George Osborne’s new plan to legislate fiscal surpluses is an attempt to return Britain to Victorian values. He has even revived the Victorian Commissioners for the Reduction of the National Debt (a body that last met in 1860).
His rational is that the financial crisis was due to Labour’s irresponsible borrowing when it was in office. The Opposition cannot be trusted unless it admits its guilt and promises to follow Osborne’s guidelines.
But the fundamental problem here that Labour has never been able to refute Osborne’s accusation, even though it is a lie. It’s astonishing that some of the candidates for the party’s leadership are buying into the surplus argument.
The reason we have £1.5 trillion of debt is not because Labour were irresponsible with the nation’s credit card in order to reduce child poverty, enhance public services, or give young people leaving school with few/no qualifications a better chance in life.
Instead, the vast majority of our national debt has, in fact, come from bailing out the banks, following the 2008 global financial meltdown. That, of course, was the product of the banks themselves through irresponsible lending and speculation in debt.
The global economic recession followed hard on the heels of the crash – and so did austerity. As a consequence of the banking crisis, Osborne introduced the bedroom tax, cuts to welfare benefits, attacks on legal aid, cuts to local authority funding for vital services, the freezing of public sector workers’ pay and the privatisation of key areas of NHS provision.
And while our MPs are set to enjoy a 9.2% pay rise, the Tory government is planning a further £30billion in cuts to public sector spending, including a £12billion reduction to the welfare budget. All this based on a “mandate” of fewer than 25% of the registered electorate. Where’s the democracy here?
If the government is to achieve an overall fiscal surplus and taxes are not to be raised (the Tories have ruled this out, allegedly) then spending must first be cut, and then kept at a level, relative to gross domestic product, achieved only twice in the past 70 years.
The Osborne argument that the crisis has proven the need for a surplus in normal times is simply not the case. His claim that, in other words, we would be better prepared in the event of another financial crisis if the state was running a surplus doesn’t add up.
It would have made little difference to the effects of the financial crisis in 2008 if Labour had run a balanced budget before it. Both Ireland and Spain, for example, had been running a balanced budget before the financial crisis. Yet the meltdown in economic activity that followed the crash devastated both these economies.
Another argument from Osborne is that a fiscal surplus is a hallmark of prudence. Yet the focus on public debt alone is mistaken.
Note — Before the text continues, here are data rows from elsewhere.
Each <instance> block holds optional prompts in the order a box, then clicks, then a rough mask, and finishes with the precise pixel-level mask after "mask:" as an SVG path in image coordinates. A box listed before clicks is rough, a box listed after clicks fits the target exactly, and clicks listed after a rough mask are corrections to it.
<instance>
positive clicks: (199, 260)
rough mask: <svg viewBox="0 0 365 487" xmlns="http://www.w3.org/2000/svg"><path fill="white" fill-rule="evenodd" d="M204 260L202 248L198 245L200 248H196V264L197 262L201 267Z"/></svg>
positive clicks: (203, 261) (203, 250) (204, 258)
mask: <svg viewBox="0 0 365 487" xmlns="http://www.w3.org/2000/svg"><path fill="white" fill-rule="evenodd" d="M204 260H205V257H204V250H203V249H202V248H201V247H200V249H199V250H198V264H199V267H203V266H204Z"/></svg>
Crucially, it ignores the asset side of the balance sheet altogether. Moreover, all things being equal, the bigger the fiscal surplus, the lower interest rates would be. If that encouraged a run-up of private debt, the economy could end up even more unstable. Alas, the Office for Budget Responsibility already forecasts a big jump in household debt.
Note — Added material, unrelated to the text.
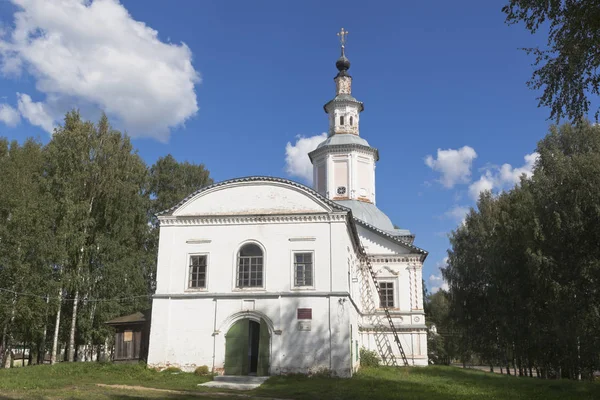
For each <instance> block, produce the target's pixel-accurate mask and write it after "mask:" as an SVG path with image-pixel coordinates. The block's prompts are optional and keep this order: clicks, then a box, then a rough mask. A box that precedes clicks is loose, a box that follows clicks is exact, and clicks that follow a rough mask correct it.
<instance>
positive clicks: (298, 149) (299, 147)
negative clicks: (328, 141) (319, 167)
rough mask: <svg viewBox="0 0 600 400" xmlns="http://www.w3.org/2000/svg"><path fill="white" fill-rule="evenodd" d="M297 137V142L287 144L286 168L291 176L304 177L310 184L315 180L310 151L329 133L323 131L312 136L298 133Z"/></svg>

As Osborne well knows, there are alternative measures that can be taken to reduce our national debt in the long term. It does not all have to be done right away. In fact the ratio of our public debt to GDP is well below its average over the past three centuries. Naturally, such considerations including the case for fiscal stimulus apply only if a country has fiscal space.
But markets and the IMF agree that the UK has such space. It is clear that the obsession with public debt is unhealthy. Public borrowing is not always an evil. Nor is private borrowing always a good. It is quite appropriate to borrow to invest. Not least, the time to reduce public debt comes when economies boom and interest rates are far from the floor. Despite what the chancellor claims, our economy is certainly not booming.
What is also important is how fiscal consolidation is achieved and at whose expense. It should never be at the expense of the poorest and those least able to defend themselves. For that to happen, we would have to live in a truly democratic society.